Serving Up Value By Controlling Food and Beverage Processes
June 11, 2019
By Vincent Heng, Senior Application Engineer, Rockwell Automation
As food processing continues to grow in complexity, companies remain vigilant for how to make facilities work better without expanding their footprint. When considering investments that can make the next leap in productivity, the solution is often cultural or technological.
Employees, for instance, might receive additional training to learn the best way to work a recipe, so wouldn’t consider how technology could move them forward. Or collecting more data from the fryer might promise insight into performance but doesn’t add the context about what happens next in the process.
The question of how people and technology work together is especially complex when going through a digital transformation. Finding the place to start for making improvements requires identifying those capabilities that solve operational needs.
Model predictive control (MPC) is one such technology. It manages minute details and adjustments across processes, helping operators optimize production while maintaining or improving quality.
A common thread through the culture of many food processors is a trust that operators know what they’re doing. They’ve worked an area or particular process for years, so they know how to manipulate the process. They have earned the freedom to tinker as they see fit. And for their role, they do great work.
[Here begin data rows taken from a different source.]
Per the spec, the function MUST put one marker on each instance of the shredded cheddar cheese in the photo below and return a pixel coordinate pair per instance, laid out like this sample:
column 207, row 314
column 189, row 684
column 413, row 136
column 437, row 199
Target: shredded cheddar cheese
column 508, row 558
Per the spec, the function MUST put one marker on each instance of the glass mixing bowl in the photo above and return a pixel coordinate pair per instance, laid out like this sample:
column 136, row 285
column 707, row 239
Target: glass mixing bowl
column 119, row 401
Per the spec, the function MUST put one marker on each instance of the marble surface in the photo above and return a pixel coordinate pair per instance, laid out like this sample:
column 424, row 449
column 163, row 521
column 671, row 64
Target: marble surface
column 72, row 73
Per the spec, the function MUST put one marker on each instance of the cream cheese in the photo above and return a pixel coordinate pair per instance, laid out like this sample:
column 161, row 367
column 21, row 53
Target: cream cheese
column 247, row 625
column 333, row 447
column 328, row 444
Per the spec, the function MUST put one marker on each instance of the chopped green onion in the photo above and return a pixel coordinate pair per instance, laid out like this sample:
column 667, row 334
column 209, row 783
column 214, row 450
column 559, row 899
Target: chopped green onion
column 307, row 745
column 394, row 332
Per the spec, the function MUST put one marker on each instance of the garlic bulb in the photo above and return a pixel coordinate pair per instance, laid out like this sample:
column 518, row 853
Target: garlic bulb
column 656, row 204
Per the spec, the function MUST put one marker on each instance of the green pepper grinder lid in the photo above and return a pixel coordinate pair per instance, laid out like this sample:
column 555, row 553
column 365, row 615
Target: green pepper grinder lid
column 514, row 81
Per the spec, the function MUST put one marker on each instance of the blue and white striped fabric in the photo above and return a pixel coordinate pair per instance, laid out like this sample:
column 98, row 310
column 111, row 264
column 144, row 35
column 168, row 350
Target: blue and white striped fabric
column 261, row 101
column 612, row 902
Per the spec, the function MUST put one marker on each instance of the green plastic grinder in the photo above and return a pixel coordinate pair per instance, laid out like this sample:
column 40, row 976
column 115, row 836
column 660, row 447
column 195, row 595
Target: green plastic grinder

The challenge is the natural limits you hit when making manual adjustments. After all, it’s difficult to have the right operator in the right place at the right time to catch issues, make the necessary manual adjustments and stay in place long enough to ensure success. Operators may also be running the same machines in different ways on different shifts.
A related challenge is that despite their experience, operators often specialize at their process area, which results in different groups that have a range of different organizational responsibilities. An operator working on the frying process may have different metrics for success than an operator working on freezing – and these metrics could be at odds with one another.
Ultimately, however, if everyone on the line is not working together, they can’t optimize overall capacity. The problem is only heightened by scale; most processors have more than one line, and each one may run differently even though they are functionally very similar.
MPC brings everyone together using a wealth of historic plant data to identify how each part should ideally be working. We call it a standard model for production, which monitors a variety of process metrics and continuously looks for opportunities to improve throughput up and down the line. It then provides the intelligence operators need to do their jobs in an enhanced capacity, making highly targeted adjustments that yield significant material benefits and hit more advanced quality metrics.
These models add particular value at key points in production where bottlenecks occur. In frozen french fry production, for instance, some of the most frequent bottlenecks include direct sorting, defect sorting and freezing.
Consider defect sorting: most raw potatoes have bruises substantial enough to be a defect. Once the potatoes are cut, the specifications only allow for a limited number of fries with these defects to go through. Machines sort by analyzing 900 or more fries per minute, taking those with defects out of the line – but they still may not catch enough.
To stay on specification and prevent the bags from containing too many defects, the line needs to be slowed down. MPC decreases the line rate proactively, if too many defects are making it through, boosting efficiency and protecting product quality.
Technologies like MPC help food and beverage manufacturers leverage the strengths and experience of their people while making the best use of advanced data analytics. Together, they support greater efficiency and improved capacity throughout the organization.